Rove should not have been invited to speak

I'm assuming that you've received many e-mails expressing outrage, embarrassment, frustration and disappointment over the scheduled appearance of Karl Rove at Duke tonight.

Please add my name to the list.

Rove, the former chief propaganda minister (not his formal title, of course, but it should have been) for President George W. Bush, rather than being invited to speak at Duke, should instead be on trial for subverting democracy at home and for enabling war crimes abroad. As even the casual follower of current events knows, Rove was "the architect" of Bush's whole ghastly political career. He conducted the "whisper campaign" that Ann Richards was a lesbian, which resulted in Bush's being elected governor of Texas. Rove smeared John McCain in the 2000 South Carolina primary with a series of "push poll" phone calls to voters claiming that McCain had a "black child" and had been rendered mentally unstable by his years as a prisoner of war in Vietnam. Those lies revived Bush's flagging campaign and put him on the road to his hostile takeover of the presidency. As a policy maker in Bush's administration as well as a political hit man, Rove helped sell the Iraq war, torture, the Swift-boating of John Kerry and the relentless fear and faux patriotism that resulted in Bush's remaining in the White House for a second term. Rove has tellingly abandoned Bush as his former boss' ship sinks (to go out and make money at universities and other places willing to pay large sums for him to deliver speeches), but he remains the sort of man willing to tell even the most obvious of untruths. His latest "big lie" is that the Democratic Congress was responsible for rushing the United States into the Iraq War.

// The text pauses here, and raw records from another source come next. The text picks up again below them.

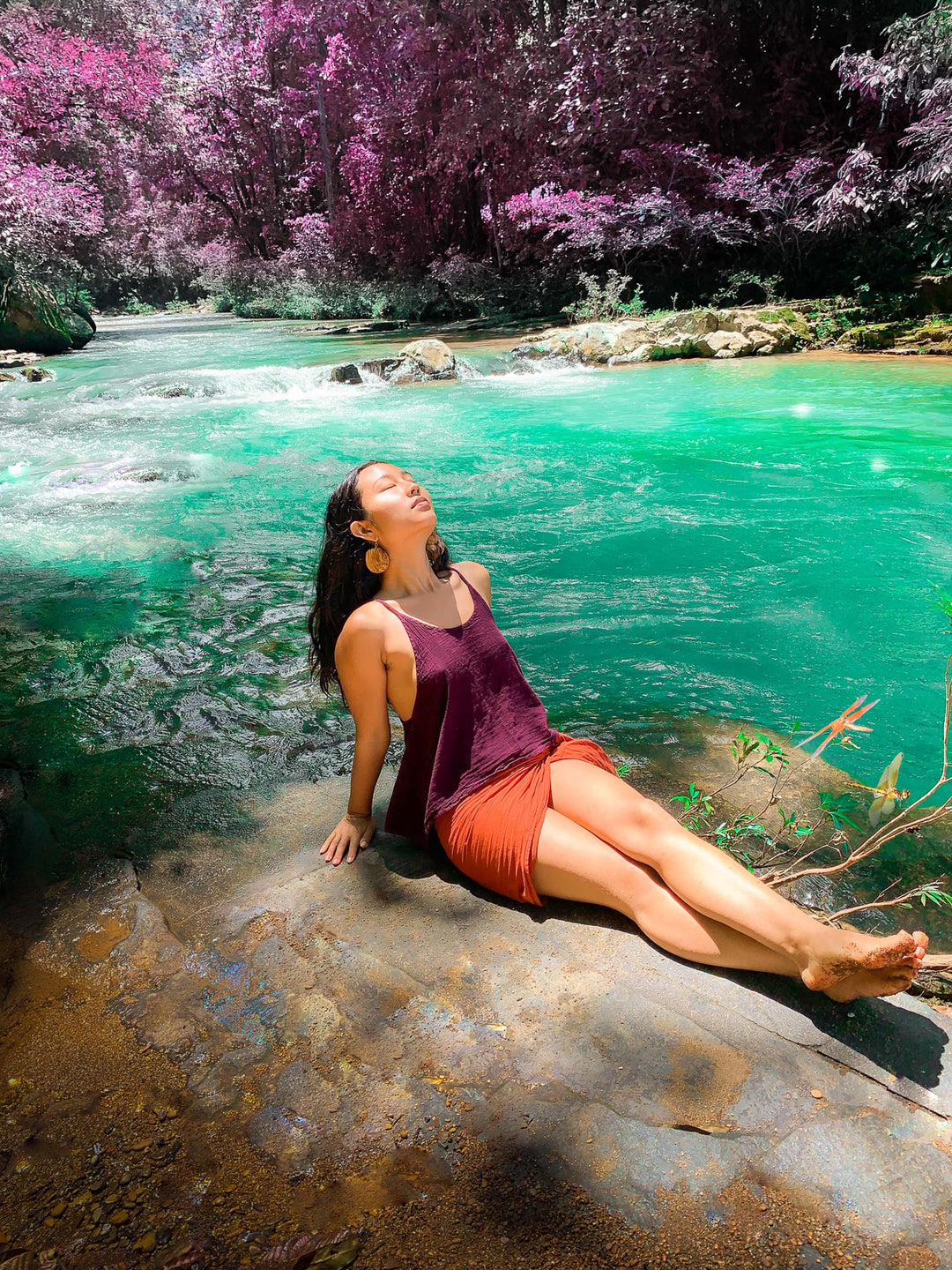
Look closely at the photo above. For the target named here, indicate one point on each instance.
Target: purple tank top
(475, 715)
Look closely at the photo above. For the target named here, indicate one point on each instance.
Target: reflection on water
(752, 539)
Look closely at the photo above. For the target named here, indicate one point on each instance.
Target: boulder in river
(417, 362)
(380, 366)
(693, 333)
(31, 318)
(424, 360)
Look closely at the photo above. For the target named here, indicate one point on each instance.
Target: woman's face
(397, 502)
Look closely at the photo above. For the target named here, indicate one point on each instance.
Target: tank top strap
(473, 592)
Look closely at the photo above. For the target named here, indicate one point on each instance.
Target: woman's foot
(873, 983)
(847, 952)
(886, 981)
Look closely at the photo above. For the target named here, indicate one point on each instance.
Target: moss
(874, 335)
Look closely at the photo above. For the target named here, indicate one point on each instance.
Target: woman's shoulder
(476, 576)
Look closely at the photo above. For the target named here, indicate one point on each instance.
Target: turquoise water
(752, 539)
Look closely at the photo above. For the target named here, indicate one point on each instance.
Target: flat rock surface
(340, 1011)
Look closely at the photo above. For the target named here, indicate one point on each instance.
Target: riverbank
(262, 1048)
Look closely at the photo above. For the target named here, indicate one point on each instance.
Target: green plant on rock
(605, 303)
(827, 840)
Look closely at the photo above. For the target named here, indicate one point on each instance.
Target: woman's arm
(360, 658)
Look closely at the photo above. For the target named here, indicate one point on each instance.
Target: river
(747, 539)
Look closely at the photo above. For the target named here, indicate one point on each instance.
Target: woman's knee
(571, 863)
(614, 811)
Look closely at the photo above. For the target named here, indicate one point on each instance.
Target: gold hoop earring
(377, 557)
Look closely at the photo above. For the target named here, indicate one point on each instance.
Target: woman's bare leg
(574, 863)
(718, 886)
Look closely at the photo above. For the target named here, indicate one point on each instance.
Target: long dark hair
(342, 579)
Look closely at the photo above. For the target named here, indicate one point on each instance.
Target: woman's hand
(349, 836)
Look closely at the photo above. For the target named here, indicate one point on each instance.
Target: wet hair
(342, 579)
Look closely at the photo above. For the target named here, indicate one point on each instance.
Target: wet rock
(378, 366)
(873, 337)
(723, 343)
(9, 357)
(426, 360)
(934, 292)
(31, 317)
(695, 333)
(80, 325)
(643, 354)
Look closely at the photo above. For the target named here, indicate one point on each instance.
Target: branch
(883, 903)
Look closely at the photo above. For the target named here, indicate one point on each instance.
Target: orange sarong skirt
(493, 834)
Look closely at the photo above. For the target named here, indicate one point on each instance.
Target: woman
(518, 805)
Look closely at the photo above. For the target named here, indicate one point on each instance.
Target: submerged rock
(695, 333)
(426, 360)
(417, 362)
(380, 366)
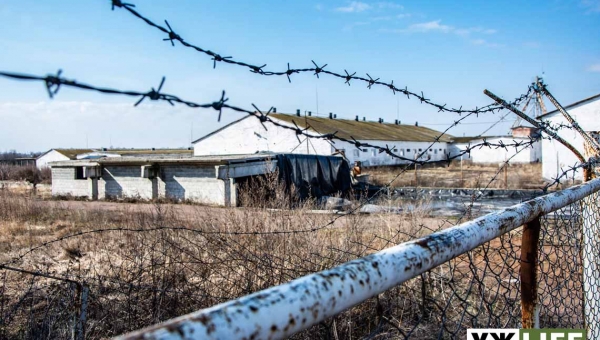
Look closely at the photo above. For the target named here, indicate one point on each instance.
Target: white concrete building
(556, 157)
(248, 136)
(208, 180)
(56, 155)
(493, 155)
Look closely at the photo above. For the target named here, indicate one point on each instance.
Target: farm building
(56, 155)
(493, 155)
(208, 179)
(248, 136)
(555, 156)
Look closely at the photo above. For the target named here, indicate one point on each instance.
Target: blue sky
(450, 50)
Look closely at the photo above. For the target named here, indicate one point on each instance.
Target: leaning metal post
(278, 312)
(530, 310)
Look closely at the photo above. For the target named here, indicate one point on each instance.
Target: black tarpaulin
(314, 176)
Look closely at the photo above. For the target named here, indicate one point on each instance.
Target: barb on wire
(316, 69)
(219, 105)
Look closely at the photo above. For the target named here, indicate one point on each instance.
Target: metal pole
(594, 144)
(536, 124)
(530, 312)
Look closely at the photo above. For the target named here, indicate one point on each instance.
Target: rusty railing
(283, 310)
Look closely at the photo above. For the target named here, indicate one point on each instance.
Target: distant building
(555, 156)
(495, 155)
(56, 155)
(20, 161)
(248, 136)
(210, 180)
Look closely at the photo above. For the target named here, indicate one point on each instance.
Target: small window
(79, 172)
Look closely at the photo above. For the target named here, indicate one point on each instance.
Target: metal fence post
(591, 264)
(530, 312)
(80, 315)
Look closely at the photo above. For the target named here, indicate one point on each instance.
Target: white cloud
(354, 7)
(389, 5)
(532, 44)
(483, 42)
(431, 26)
(436, 26)
(594, 68)
(591, 5)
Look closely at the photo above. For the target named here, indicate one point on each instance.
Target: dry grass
(153, 262)
(517, 176)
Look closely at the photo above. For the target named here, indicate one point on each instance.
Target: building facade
(527, 153)
(249, 136)
(207, 180)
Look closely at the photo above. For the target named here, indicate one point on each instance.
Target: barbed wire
(316, 70)
(53, 84)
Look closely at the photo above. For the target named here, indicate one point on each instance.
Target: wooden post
(80, 315)
(530, 313)
(505, 175)
(462, 178)
(416, 176)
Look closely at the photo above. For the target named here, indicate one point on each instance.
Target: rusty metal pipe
(530, 313)
(536, 124)
(281, 311)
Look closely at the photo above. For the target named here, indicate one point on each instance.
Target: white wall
(555, 156)
(248, 136)
(52, 156)
(64, 183)
(371, 156)
(485, 154)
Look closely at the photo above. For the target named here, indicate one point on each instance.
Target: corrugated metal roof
(361, 130)
(207, 160)
(72, 153)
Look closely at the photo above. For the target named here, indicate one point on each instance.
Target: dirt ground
(515, 176)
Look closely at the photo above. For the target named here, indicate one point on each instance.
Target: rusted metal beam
(530, 313)
(281, 311)
(535, 123)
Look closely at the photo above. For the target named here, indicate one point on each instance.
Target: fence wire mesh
(140, 275)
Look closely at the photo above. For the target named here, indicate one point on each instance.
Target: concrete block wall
(64, 183)
(124, 181)
(181, 182)
(198, 184)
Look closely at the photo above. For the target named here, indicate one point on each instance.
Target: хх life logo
(526, 334)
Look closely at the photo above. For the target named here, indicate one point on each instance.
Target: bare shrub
(147, 263)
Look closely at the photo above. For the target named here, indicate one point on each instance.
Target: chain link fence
(144, 273)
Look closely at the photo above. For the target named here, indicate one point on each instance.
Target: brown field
(145, 263)
(516, 176)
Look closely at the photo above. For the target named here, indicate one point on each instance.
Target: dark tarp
(314, 176)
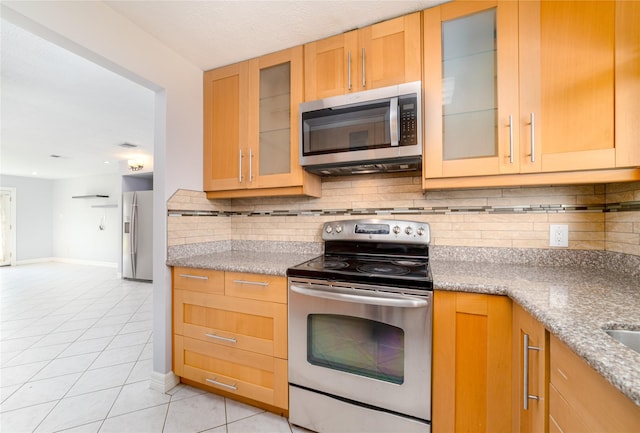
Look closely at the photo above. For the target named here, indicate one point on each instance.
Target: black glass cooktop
(410, 272)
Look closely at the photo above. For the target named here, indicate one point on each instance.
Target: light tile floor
(76, 354)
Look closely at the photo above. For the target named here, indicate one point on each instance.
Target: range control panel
(377, 230)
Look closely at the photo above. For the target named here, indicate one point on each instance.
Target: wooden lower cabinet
(471, 363)
(230, 334)
(248, 374)
(530, 373)
(581, 400)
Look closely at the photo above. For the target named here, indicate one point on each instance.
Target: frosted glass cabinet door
(471, 89)
(275, 112)
(469, 86)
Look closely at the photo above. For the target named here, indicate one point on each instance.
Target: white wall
(34, 207)
(97, 32)
(76, 223)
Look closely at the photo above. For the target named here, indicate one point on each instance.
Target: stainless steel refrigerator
(137, 235)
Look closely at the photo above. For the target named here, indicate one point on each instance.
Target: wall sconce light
(135, 165)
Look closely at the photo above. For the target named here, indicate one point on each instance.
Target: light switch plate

What will Rove say tomorrow night at Duke? That he had nothing to do with illegally "outing" covert CIA agent Valerie Plame? That there never was a war in Iraq, or that, if there was, no civilians died in it? That, contrary to Democratic propaganda, Osama Bin Laden has been captured?

I'm not advocating taking away Rove's freedom of speech; however, Duke University should not have given such a professionally dishonest man a big payday to come and spread more of his transparent lies.